And (3) the two networks are connected in series for operation.

And connecting the two trained networks in series, and mapping the detection result of the detection network to the original image to realize the detection of the moving target. The detection of the abnormal area of the optical flow, namely the detection of the moving target, can be realized by detecting the data set with the moving target of the same kind as the training set; the data set with the moving target of different types from the training set is detected, and the detection of the abnormal area of the optical flow, namely the detection of the moving target, can still be realized; in a dynamic background, the detection of the abnormal area of the optical flow, namely the detection of the moving target can still be realized.

Preferably, the common data set is FlyingCharrs, Sintel or MPI-Sintel.

Preferably, the optical flow estimation network is RAFT.

Preferably, the training detection network is centret.

Preferably, the normalization method is to normalize the matrix of the corresponding channel by using the maximum value and the minimum value of each channel of a single light flow graph.

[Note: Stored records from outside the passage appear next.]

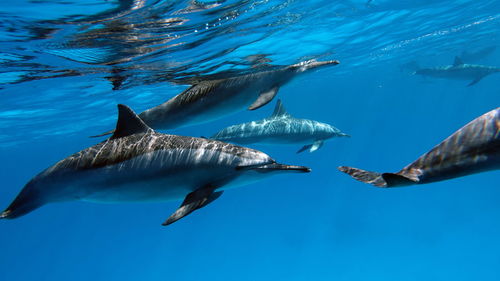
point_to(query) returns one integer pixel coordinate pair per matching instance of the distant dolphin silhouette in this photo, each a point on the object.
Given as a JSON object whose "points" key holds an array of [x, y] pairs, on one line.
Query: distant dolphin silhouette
{"points": [[472, 56], [212, 99], [280, 128], [472, 149], [139, 164], [459, 71]]}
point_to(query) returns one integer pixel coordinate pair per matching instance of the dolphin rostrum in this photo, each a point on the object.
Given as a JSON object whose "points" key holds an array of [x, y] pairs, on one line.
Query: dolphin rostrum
{"points": [[472, 149], [139, 164], [460, 71], [208, 100], [281, 128]]}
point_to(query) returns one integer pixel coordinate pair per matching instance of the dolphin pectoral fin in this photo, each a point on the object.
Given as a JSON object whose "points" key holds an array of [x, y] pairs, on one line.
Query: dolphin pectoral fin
{"points": [[194, 201], [316, 145], [264, 98], [304, 148], [458, 61], [312, 147], [475, 81]]}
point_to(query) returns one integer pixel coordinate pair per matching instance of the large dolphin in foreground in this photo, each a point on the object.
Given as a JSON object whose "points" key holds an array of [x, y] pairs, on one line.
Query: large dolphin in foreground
{"points": [[472, 149], [212, 99], [139, 164], [460, 71], [280, 128]]}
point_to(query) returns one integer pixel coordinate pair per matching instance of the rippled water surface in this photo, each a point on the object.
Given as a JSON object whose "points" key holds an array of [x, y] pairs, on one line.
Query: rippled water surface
{"points": [[64, 65]]}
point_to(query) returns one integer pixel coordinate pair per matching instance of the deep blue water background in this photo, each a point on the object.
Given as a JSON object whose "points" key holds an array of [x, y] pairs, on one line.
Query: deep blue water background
{"points": [[317, 226]]}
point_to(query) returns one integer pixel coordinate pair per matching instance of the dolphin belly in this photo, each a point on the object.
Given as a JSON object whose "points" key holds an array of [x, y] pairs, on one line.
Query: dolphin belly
{"points": [[171, 175]]}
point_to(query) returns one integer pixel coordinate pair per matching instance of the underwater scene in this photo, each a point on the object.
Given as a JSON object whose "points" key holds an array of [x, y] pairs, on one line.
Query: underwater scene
{"points": [[249, 140]]}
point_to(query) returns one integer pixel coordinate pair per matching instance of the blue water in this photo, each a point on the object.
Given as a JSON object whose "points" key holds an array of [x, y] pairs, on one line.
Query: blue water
{"points": [[59, 60]]}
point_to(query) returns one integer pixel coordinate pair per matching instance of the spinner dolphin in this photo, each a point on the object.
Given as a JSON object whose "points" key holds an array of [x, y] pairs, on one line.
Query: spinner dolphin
{"points": [[209, 100], [472, 149], [281, 128], [139, 164]]}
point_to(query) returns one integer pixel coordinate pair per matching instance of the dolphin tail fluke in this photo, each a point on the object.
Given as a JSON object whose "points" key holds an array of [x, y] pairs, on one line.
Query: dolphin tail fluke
{"points": [[475, 81], [194, 201], [103, 134], [410, 67], [264, 98], [312, 147], [377, 179], [26, 202]]}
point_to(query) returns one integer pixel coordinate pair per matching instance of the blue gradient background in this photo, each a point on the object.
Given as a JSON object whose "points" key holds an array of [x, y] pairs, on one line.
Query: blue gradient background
{"points": [[317, 226]]}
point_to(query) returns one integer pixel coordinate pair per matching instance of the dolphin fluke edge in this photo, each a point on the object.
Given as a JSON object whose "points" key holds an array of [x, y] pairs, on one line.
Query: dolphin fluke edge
{"points": [[377, 179], [474, 148]]}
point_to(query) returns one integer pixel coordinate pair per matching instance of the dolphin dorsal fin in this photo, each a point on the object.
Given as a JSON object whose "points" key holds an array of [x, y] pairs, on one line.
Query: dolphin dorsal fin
{"points": [[279, 110], [128, 123], [458, 61]]}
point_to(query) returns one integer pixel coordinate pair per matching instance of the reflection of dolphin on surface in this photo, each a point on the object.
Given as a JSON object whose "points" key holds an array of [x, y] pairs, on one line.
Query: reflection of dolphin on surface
{"points": [[280, 128], [139, 164], [212, 99], [460, 71], [472, 149]]}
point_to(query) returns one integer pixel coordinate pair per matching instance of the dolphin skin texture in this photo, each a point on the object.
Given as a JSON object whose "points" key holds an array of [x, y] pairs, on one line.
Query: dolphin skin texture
{"points": [[209, 100], [280, 128], [139, 164], [472, 149], [460, 71]]}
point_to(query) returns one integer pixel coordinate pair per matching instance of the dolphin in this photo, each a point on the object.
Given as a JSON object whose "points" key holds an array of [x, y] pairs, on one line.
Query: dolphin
{"points": [[472, 149], [281, 128], [477, 55], [139, 164], [209, 100], [460, 71]]}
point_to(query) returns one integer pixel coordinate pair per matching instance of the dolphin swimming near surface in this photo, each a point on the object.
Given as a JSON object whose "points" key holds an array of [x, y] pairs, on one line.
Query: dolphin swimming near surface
{"points": [[472, 149], [460, 71], [471, 56], [139, 164], [209, 100], [281, 128]]}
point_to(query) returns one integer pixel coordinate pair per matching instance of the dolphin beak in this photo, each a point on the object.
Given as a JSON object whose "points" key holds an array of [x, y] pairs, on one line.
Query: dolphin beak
{"points": [[283, 167], [322, 63], [306, 65]]}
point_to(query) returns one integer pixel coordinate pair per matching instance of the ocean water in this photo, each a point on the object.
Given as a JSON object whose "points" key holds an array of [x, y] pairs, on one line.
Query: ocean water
{"points": [[66, 64]]}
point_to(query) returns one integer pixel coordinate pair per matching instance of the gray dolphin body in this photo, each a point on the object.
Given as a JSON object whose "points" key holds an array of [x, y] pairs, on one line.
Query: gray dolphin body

Preferably, the two-channel optical flow diagram in step (2) is replaced by a three-channel optical flow diagram, and the three-channel optical flow diagram is: adding a third channel data to the normalized optical flow diagram of the two channels; and the third channel data is the velocity vector module value in the optical flow graph.

The invention has the following beneficial effects: the key point of the invention is that the jump-out directly detects the moving target. Because of the dynamic characteristics of the video, the strong optical flow estimation capability of the optical flow estimation network is utilized to calculate the motion information between frames, and the motion abnormal information, namely the optical flow abnormal area, is extracted to realize the detection of the moving target. Under the motion background, the detection of the motion target can still be better realized. Through experimental verification, the detection network trained by the optical flow diagram data set containing a single category can still detect optical flow abnormal areas of other categories, namely the limitation of detection on moving targets caused by different target categories is broken through.

Drawings

FIG. 1 is a flow chart of the present invention;

FIG. 2 is a graph showing the results of the experiment;

FIG. 3 is a graph showing the results of the experiment.

Detailed Description

The invention is further analyzed with reference to specific implementations as follows.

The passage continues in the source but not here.